Well my darling I've now had 2 years without you (5th Nov 2013) and it sucks. You still mean so much to me and not a day goes by that I don't think about you and the wonderful 12 years & 8 months we shared together. My heart still aches for you, I long to hold you in my arms again and feel your soft fur.
You would have been proud of us today, we went for a beautiful walk in the Cotswolds, had fun and talked about you. No tears that day, we celebrated your life and walked like I know you would have wanted us to. You enjoyed a good walk. Remember when we did 15 miles together you and I! How can one small life have such an impact on my world and the world around it. Because of you I am a better person and now help animals in any way I can.

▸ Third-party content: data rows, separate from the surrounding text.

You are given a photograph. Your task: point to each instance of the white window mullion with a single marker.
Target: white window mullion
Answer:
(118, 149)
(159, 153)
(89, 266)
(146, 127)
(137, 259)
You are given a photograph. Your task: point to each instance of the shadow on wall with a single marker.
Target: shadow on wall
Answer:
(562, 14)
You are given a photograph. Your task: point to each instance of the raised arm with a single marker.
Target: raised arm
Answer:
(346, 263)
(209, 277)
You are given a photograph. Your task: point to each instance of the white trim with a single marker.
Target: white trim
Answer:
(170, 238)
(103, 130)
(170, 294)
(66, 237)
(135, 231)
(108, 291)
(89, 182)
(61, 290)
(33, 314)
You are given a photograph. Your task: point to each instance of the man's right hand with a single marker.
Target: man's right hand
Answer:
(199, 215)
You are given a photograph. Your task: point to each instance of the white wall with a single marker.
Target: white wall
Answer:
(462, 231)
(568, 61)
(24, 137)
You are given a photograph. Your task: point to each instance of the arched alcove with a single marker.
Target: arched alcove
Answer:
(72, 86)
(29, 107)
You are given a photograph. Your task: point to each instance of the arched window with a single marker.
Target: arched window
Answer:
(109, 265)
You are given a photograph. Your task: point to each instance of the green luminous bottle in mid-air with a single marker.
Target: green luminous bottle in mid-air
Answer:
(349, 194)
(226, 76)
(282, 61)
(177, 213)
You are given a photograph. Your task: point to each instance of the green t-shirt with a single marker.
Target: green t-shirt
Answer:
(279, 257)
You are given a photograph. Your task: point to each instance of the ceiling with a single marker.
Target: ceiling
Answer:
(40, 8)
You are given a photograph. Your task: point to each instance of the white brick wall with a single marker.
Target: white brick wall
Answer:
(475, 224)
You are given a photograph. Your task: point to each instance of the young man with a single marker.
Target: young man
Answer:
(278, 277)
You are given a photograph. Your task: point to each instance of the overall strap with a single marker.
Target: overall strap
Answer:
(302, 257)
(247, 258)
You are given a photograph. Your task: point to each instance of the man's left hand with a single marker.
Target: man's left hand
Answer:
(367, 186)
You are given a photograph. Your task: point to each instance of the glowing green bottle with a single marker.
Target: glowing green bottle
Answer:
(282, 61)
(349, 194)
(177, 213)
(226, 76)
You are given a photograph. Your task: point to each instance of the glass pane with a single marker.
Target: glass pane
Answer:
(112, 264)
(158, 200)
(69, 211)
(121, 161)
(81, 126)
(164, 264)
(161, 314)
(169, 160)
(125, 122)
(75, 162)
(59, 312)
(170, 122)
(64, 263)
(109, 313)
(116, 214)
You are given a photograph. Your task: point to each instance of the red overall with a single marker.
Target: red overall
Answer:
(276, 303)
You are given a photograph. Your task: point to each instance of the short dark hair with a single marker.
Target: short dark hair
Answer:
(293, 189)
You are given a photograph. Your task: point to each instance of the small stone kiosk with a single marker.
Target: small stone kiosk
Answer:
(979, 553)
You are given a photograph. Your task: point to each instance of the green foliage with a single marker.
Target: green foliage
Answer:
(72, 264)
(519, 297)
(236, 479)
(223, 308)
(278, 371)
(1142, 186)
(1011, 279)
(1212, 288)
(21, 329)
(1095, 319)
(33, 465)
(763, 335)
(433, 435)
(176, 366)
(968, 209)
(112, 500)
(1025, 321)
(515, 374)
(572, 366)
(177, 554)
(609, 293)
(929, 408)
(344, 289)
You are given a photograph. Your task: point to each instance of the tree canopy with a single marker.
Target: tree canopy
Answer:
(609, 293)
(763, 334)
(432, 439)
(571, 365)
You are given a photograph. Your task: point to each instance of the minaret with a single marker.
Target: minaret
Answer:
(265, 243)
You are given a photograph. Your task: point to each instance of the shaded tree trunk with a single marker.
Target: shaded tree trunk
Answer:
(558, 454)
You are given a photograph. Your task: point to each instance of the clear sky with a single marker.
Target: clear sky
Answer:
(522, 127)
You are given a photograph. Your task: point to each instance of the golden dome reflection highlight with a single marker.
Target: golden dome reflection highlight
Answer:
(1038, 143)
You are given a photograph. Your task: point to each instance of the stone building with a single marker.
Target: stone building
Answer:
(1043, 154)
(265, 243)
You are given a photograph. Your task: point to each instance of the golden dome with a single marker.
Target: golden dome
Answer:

I've learned so much from you about really living and I now take in the beauty of everything around me, breath in he air and really look and feel it.
Time is fleeting but I know we will be together again one day my boy, my son. I will miss you until I am an old lady, I don't think I'll ever really get over losing you and I will love you for all time. I know you love me just as much. I am now facing my 3rd year without you and I do so with the knowledge that you are right by my side, looking after me like you did in life, every step of the way.
Love you so much, missing you like crazy. Your devoted 'Mum' Coral.
Message by: Vicky
Hi Coral you sent me a message about Scooby some time ago. Now I'm feeling a little stronger I'm able to read other peoples stories more. Your story about Ralph is beautiful. Of course it's made me cry but in a good way because I can feel the love you had for your beautiful boy coming through in your words. Kind regards to you ....
Ralph by: Anonymous
You are a very brave and loving dog owner. He surely appreciated that you stayed with him till the very end. I know some who turned their backs on their dying pets. Just like humans, some animals would not like to die alone. Being with him till his last breath assured him that you love him. He's an angel in heaven now. :)
Thank you by: Coral
Thank you everyone for your kind words and for taking the time to read Ralph's story. It gives me comfort knowing that there are people out there who understand my loss and have loved an animal as much as I have. I know the pain of my loss will ease with time. Bridget I read your story, wow it is amazing, that brought a smile to my face and tears to my eyes knowing our babies do stay around us and come back to visit us. It gives me peace knowing I will be with him again one day. Happy New Year 2013 to all you wonderful people on this site and to all the animal lovers out there. Coral x x
Pain of separation . by: Rohini Singh
Dear Carol, after reading your story, I became so emotional & cried. I can understand your emotions too because I too have faced the situation twice. Last year on 16th Dec 11 & next on 23rd Jan 12 I lost my both babies( my black male Labra 4yr. & my white sweet baby Luana 4yr.).
I can never forget how we spent our 4 and a half years. I always found my world around them. Now, you can understand how can I felt after them.
My sympathies are with you. May God bless you. Take care of you. May God give you lots of strength.
Thanks. Ms.Rohini Singh. Vrindavan, UP, INDIA. 3rd Jan 13
Happy New Year 2013 by: Mum
Well my friend, happy new year. It's the start of another year without you. You are my best friend and I know I am yours too. I promise you that this year I will try to smile and laugh more when I think of you. I also promise that I will keep up the good work I did in 2012 helping dog shelters and and animal protection organisations. I do it in your honour. Sending you all my love for this year ahead, I know you are watching over me and I hope you are proud of who I am. It's all because of you. I miss you sweetheart, I probably will for the rest of my life. Vince misses you too. I one read that love is not species specific, love is love. How true that is. I still love you with every part of my being, it grows stronger even though you are physically no longer here. Until we meet again, rest well. Love you always. Mum x x
You Blessed Ralph by: Mario
Mum coral,
You saved Ralph from a life of abuse and neglect. He knew what his purpose was here on this earth and that was to love and be loved thanks to you. I've spoken to numerous pet owners and no matter if their pet needed to be put down of old age or other reason, the grief is excruciating. No doubt you and your husband did the right thing. I can empathize and will share only that I was responsible for my Buddy's having to be put down April 2012, much too soon. I found it helpful move forward with my grief and griefshare.org was a big help. There are groups in the UK too! I learned you can't measure someone's grief with another's, whether from a loss of a loved one, a pet, divorce, etc, a loss = grief. How we deal with is most helpful for our well being mentally and physically. May God Bless you and yours Happy New Year to you and yours... Mario (pet lover)
Beautiful Story by: Bridget
What a beautiful story! I am so sorry about your Ralph. It seems he had a fabulous life with you. It's so sad that we only get to keep our wonderful animal friends for such a short time. I hope you are feeling better.
They do have souls and do go on. I didn't know this until I experienced something after my own little dog passed away last year. Look in the Rainbow Bridge stories about my dog Nicki. It is a true story and goes to show that all of our pets go on. I was just fortunate enough to have the experience I did.